Andrzej Melak, president of the Association of the Families of Katyn Victims, called the judgment “scandalous,” adding that it was “inadmissible and incomprehensible.”
“The failure to condemn this genocide and the impunity of its perpetrators led to it being repeated in Rwanda, the Balkans and it will be repeated again,” he said. “Poles will not accept a ruling like this.”
In Moscow, Georgy Matyushkin, the deputy minister of justice and its envoy to the European Court on Human Rights, told the Interfax news agency that the ruling showed that “the court does not have the conventional duty to investigate the events at Katyn” and that it would thus be “illogical” for it to address allegations of improper treatment of the victims’ relatives.
“The Russian authorities from the very beginning said that these events are located outside of the frame of the jurisdiction of the European court from the point of view of the time frame,” he said. “And this point of view was accepted by the European court.”

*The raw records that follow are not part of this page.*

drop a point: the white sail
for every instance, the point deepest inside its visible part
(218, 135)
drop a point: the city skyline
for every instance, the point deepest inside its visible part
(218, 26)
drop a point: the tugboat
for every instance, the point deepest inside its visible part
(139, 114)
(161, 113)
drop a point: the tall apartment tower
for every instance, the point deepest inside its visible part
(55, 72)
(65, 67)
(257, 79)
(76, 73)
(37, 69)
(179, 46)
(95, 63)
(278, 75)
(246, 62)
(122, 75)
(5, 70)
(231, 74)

The Polish prisoners, including nearly 5,000 senior Polish army officers, disappeared in late 1939 and early 1940 during a period of German-Soviet cooperation, when Soviet forces occupied eastern Poland. In April and May 1940, they were taken to the Katyn woods, near Smolensk, west of Moscow, where they were executed and then buried in mass graves there and in two other villages.
After decades of denial, Russia admitted responsibility for the massacre in 1990 and opened a criminal investigation. The investigation was closed 14 years later, but much of its findings were classified and no one was publicly held responsible.
Relatives of the victims complained to the court in 2007 that the Russian inquiry had been ineffective and that Russian authorities had displayed a dismissive attitude to requests for information about the event.
The case was brought by 15 Polish citizens who are relatives of 12 victims of the massacre — police and army officers, an army doctor and a primary school headmaster — according to court filings.
The ruling said the court had no jurisdiction to examine complaints over the killings themselves because the massacre took place a decade before the rights convention became international law and 58 years before Russia acceded to it, in 1998.
And the court rejected an application for awarding damages.
The court also ruled that there had been no violation of the convention’s provision prohibiting inhuman or degrading treatment as it relates to the suffering of families of “disappeared” people.
That part of the ruling overturned a lower court’s ruling in 2012, which found that that provision had been violated in the cases of 10 of the 15 Polish family members.